SÃO PAULO - Depois de dois dias de aparente tranqüilidade, os contratos de juros futuros voltaram a acumular prêmios na Bolsa de Mercadorias & Futuros (BM & F). Segundo o economista do Banco Schahin Sílvio Campos Neto, a indefinição quanto à aprovação do plano de resgate ao sistema financeiro norte-americano trouxe o nervosismo de volta ao mercado, levando os investidores a desmanchar suas posições. Ao final do pregão, o contrato de Depósito Interfinanceiro (DI) com vencimento para janeiro de 2010, o mais negociado hoje, apontava alta de 0,07 ponto percentual, a 14,87% ao ano, depois de bater 14,98% na máxima. O vencimento janeiro 2011 teve valorização de 0,14 ponto, apontando, 14,85%, e Janeiro 2012 projetava 14,72%, aumento de 0,22 ponto.

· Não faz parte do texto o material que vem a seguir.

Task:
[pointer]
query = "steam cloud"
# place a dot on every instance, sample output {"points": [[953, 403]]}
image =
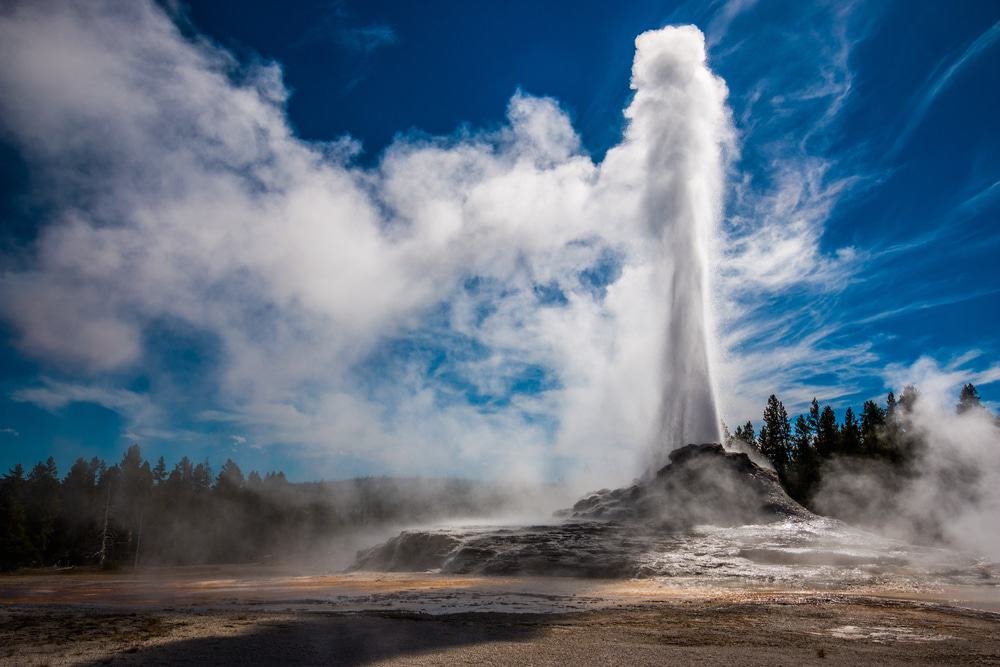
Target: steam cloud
{"points": [[952, 493], [178, 199]]}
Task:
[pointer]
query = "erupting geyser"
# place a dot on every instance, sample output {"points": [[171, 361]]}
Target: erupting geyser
{"points": [[678, 125]]}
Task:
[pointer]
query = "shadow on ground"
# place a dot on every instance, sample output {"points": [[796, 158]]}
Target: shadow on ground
{"points": [[331, 639]]}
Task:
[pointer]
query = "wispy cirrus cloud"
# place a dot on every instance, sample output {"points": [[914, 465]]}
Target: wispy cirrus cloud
{"points": [[939, 82], [464, 306], [366, 39]]}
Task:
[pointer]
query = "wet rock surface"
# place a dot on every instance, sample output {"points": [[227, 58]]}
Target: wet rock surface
{"points": [[702, 484], [710, 515], [610, 533]]}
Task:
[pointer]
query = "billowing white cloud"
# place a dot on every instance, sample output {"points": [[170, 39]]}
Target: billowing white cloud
{"points": [[179, 194]]}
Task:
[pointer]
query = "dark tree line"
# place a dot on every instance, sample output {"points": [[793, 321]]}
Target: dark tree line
{"points": [[137, 512], [801, 450]]}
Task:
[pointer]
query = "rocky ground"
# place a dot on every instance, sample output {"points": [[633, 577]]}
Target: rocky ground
{"points": [[706, 562], [751, 630], [241, 615]]}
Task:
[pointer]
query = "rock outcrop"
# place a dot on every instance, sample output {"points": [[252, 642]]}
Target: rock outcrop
{"points": [[608, 533], [702, 484]]}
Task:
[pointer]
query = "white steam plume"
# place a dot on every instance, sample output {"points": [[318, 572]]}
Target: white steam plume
{"points": [[177, 196]]}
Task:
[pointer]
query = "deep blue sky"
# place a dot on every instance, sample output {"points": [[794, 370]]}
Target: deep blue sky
{"points": [[909, 130]]}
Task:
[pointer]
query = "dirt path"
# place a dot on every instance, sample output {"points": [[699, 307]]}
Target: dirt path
{"points": [[836, 632], [236, 616]]}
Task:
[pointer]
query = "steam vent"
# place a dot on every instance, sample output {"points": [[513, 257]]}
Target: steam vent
{"points": [[608, 533]]}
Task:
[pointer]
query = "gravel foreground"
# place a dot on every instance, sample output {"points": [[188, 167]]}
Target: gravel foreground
{"points": [[90, 620]]}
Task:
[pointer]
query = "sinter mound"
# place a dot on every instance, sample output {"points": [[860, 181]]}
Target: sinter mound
{"points": [[606, 533]]}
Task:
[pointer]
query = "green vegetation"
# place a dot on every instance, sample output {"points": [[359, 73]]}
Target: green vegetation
{"points": [[137, 513], [801, 451]]}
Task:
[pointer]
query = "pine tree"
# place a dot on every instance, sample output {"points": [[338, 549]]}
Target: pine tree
{"points": [[969, 400], [230, 477], [746, 434], [805, 465], [850, 434], [775, 434], [41, 503], [872, 426], [16, 548], [160, 471], [826, 433]]}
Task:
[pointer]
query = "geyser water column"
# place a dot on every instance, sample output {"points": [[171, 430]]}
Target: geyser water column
{"points": [[678, 127]]}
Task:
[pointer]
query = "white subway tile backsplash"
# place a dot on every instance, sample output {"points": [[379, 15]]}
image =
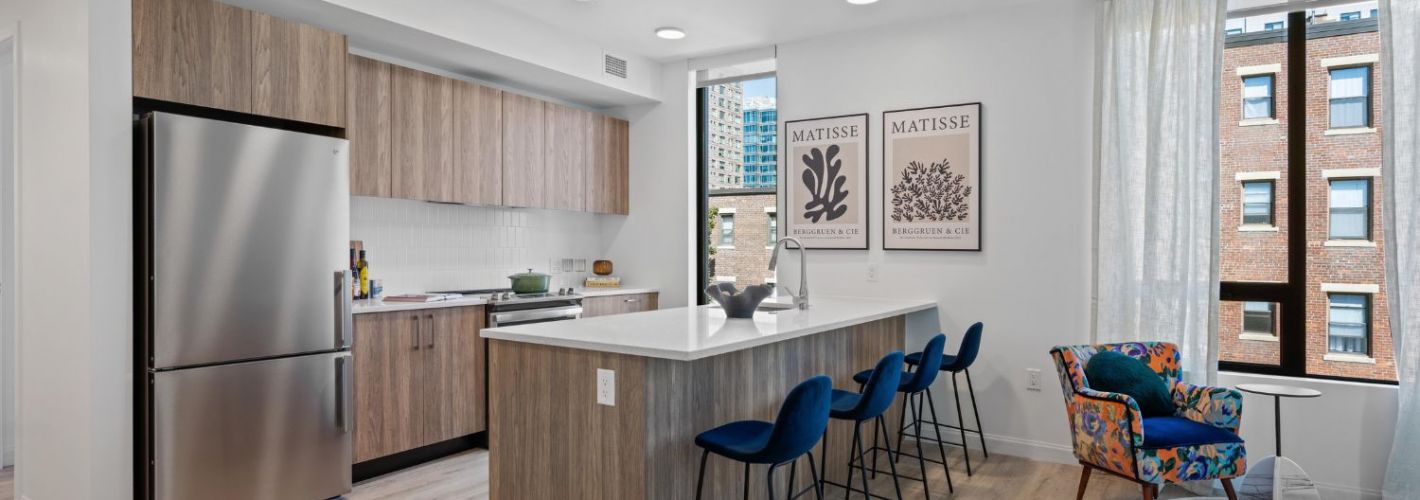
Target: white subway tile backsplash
{"points": [[418, 246]]}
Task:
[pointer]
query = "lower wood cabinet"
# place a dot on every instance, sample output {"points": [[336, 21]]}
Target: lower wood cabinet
{"points": [[619, 304], [419, 378]]}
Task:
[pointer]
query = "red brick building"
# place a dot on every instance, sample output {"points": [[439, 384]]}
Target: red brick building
{"points": [[1348, 331]]}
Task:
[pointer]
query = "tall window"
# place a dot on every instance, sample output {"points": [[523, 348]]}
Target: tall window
{"points": [[1257, 202], [1302, 276], [1348, 324], [1351, 97], [1349, 209], [1257, 97]]}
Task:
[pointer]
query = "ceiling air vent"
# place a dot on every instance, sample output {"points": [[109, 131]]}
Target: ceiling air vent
{"points": [[614, 66]]}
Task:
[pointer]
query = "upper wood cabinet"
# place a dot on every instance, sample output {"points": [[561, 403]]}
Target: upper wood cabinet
{"points": [[564, 171], [422, 137], [298, 71], [192, 53], [368, 125], [608, 169], [477, 128], [210, 54], [523, 151]]}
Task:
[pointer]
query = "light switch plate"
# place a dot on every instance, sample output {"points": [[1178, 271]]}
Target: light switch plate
{"points": [[607, 387]]}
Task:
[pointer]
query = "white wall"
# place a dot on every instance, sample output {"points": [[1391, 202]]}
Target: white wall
{"points": [[653, 246], [416, 246], [75, 247]]}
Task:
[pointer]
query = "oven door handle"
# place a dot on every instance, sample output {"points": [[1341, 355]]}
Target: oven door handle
{"points": [[513, 317]]}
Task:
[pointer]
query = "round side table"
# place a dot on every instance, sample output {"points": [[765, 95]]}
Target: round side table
{"points": [[1275, 476]]}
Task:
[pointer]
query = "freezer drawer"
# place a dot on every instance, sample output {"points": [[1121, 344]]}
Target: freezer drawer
{"points": [[266, 429], [249, 227]]}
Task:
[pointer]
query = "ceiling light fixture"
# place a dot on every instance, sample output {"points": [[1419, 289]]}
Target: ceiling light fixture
{"points": [[670, 33]]}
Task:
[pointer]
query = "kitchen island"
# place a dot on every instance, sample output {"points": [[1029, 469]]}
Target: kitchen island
{"points": [[678, 372]]}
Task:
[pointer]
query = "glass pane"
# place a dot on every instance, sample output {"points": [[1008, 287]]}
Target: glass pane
{"points": [[1248, 333]]}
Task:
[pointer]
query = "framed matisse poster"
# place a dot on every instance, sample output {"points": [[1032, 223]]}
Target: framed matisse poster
{"points": [[827, 182], [932, 178]]}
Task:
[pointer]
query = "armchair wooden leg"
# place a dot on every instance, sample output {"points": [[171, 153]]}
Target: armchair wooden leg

Entre os contratos curtos, o vencimento para outubro de 2008 subiu 0,05 ponto, para R$ 13,65%. Novembro 2008 fechou com alta de 0,05 ponto, a 13,67%. Dezembro de 2008 encerrou com ganho de 0,04 ponto, a 13,87%, e o DI para janeiro de 2009 acumulou 0,05 ponto, fechando a 14,08% ao ano.

Até as 16h15, antes do ajuste final de posições, foram negociados 355.590 contratos, equivalentes a R$ 29,65 bilhões (US$ 16,48 bilhões). O vencimento de janeiro de 2010 foi o mais negociado, com 199.695 contratos, equivalentes a R$ 16,73 bilhões (US$ 9,30 bilhões).

De acordo com o economista, existe receio com a demora na aprovação do plano que prevê US$ 700 bilhões para o saneamento do sistema financeiro norte-americano via retirada de ativos ilíquidos do balanço dos bancos.

Ainda de acordo com Neto, o teor das declarações do presidente do Federal Reserve (Fed), banco central norte-americano, Ben Bernanke, e do secretário do Tesouro, Henry Paulson, também trouxe apreensão ao mercado.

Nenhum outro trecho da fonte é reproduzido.